Together, they grip her hands and pull her to the kaleidoscopic stream. It is as if her feet are floating, they hardly touch the ground.
“Can the waters heal her?” Kirk asks.
“No. We need the ferryman.”
“Where is he?”
Lucien points downstream. “There.”
Shannon blinks. Sure enough, she can make out a robed figure poling a barge up the stream, struggling against the current. The figure comes closer in stops and starts. She would blink, and the barge is suddenly much closer.
“Hurry,” Kirk says more to himself, “she is very weak.”
They stand upon the banks of the eddying stream as the ferryman approaches. The ferryman wears a brown robe with a cowl, and Shannon cannot make out his features in the darkness of his face. But when she gazes upon his hands, she finds that they are extremely skeletal. Not quite bone, but with only a thin layer of yellowed skin covering his knobby fingers and knuckles.
His hands curve around a wooden pole which has one end mired deep in the water of the stream. Shannon thinks she can see creatures running around in the substance of the pole, but when she stares directly at it, it once again turns into wood.
“Ferryman,” Lucien addresses the figure respectfully. “We have a boon to ask of you.”
The ferryman does not reply.
Both Lucien and Kirk are holding Shannon up.
“Please grant this one the gift of further life,” Lucien says. “It is not her turn to go.”
The ferryman says in a raspy voice, “What will you offer in exchange for her life?”
Lucien says, “What do you wish?”
The air between them curls menacingly as the ferryman contemplates this.
He says, “You, witch, have given up your heritage for this woman.
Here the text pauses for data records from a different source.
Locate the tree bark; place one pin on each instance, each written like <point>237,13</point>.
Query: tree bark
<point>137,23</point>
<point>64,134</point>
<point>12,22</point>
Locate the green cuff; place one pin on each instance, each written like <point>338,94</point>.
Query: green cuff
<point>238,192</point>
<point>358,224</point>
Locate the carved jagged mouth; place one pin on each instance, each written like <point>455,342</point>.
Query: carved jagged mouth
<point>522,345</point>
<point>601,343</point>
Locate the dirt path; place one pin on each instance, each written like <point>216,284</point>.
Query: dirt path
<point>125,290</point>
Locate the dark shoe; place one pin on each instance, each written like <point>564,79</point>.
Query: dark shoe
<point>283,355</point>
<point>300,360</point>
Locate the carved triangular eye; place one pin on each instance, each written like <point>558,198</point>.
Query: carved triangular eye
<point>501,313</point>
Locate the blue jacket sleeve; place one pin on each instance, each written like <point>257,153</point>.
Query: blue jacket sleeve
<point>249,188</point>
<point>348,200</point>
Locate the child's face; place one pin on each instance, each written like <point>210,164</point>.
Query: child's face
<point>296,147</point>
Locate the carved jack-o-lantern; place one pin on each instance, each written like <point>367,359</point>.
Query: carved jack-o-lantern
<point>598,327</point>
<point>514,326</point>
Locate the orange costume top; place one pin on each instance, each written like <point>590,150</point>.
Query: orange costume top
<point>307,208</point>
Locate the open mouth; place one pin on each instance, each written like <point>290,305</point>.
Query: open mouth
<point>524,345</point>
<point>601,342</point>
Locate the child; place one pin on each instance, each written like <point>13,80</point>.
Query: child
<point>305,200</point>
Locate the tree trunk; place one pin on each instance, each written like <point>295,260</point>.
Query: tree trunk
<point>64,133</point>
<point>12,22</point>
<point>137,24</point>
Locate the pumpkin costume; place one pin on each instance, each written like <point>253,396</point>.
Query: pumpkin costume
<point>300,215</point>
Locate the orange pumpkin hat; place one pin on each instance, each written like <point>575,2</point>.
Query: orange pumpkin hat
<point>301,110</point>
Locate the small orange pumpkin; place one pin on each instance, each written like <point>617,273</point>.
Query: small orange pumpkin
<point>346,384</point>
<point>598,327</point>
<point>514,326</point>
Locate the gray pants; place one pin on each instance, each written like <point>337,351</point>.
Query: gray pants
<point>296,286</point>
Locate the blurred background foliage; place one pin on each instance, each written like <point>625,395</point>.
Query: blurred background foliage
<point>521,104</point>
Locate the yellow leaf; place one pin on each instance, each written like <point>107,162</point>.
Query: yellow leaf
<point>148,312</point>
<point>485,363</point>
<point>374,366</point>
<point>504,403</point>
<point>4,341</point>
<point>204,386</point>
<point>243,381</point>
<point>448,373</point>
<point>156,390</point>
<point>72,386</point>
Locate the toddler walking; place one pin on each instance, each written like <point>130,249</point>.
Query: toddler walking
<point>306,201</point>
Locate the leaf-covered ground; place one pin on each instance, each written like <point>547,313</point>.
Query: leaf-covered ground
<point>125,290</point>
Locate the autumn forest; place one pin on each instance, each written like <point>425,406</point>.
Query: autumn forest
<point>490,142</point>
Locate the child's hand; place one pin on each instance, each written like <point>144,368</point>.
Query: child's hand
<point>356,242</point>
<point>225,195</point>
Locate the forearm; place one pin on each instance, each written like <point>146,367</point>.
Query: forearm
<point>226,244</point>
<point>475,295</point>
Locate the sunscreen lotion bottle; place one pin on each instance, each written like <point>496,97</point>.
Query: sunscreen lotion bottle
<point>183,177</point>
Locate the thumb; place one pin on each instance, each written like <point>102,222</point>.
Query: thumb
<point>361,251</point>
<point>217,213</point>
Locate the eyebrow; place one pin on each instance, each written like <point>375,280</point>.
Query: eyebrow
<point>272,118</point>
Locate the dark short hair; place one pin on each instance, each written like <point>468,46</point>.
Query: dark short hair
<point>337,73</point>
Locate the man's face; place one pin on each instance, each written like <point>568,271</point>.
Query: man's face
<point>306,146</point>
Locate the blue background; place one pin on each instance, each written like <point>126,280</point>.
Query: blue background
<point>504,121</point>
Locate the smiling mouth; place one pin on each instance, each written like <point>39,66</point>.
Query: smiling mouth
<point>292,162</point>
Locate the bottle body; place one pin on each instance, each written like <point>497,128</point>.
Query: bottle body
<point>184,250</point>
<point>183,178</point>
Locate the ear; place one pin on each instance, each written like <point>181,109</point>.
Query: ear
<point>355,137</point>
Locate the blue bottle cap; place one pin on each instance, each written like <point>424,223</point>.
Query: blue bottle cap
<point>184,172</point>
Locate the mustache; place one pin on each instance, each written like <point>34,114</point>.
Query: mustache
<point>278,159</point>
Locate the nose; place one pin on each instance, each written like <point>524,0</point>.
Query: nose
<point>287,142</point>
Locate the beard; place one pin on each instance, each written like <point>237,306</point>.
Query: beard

You will be excommunicated from your family and coven, shunned from your own community of witches for shaming them. You have given up your considerable inheritance, which will cripple you greatly.”
“Yes.”
“Is she worth it?” the ferryman challenges.
Lucien glances at Shannon, and says, “Yes. I would do it again in a heartbeat. I love her and I do not want her to die.”
The ferryman turns to Kirk.
“You, shapeshifter, have been transformed by this woman. You are beginning to question everything in your life and your status as the alpha in your community. You believe you have found your lifelong mate and you intend to remain true to this woman.”
“Yes, that is true.” Kirk glances at Shannon. “I would do anything for her.”
“Good. Because we have need of your skills, the both of you.” The ferryman’s tone is insidious as he cackles. “Additionally, your living flesh is craved by many beings here. We will be calling upon you soon enough, witch and shapeshifter, when the time is upon us. Do you agree to this?”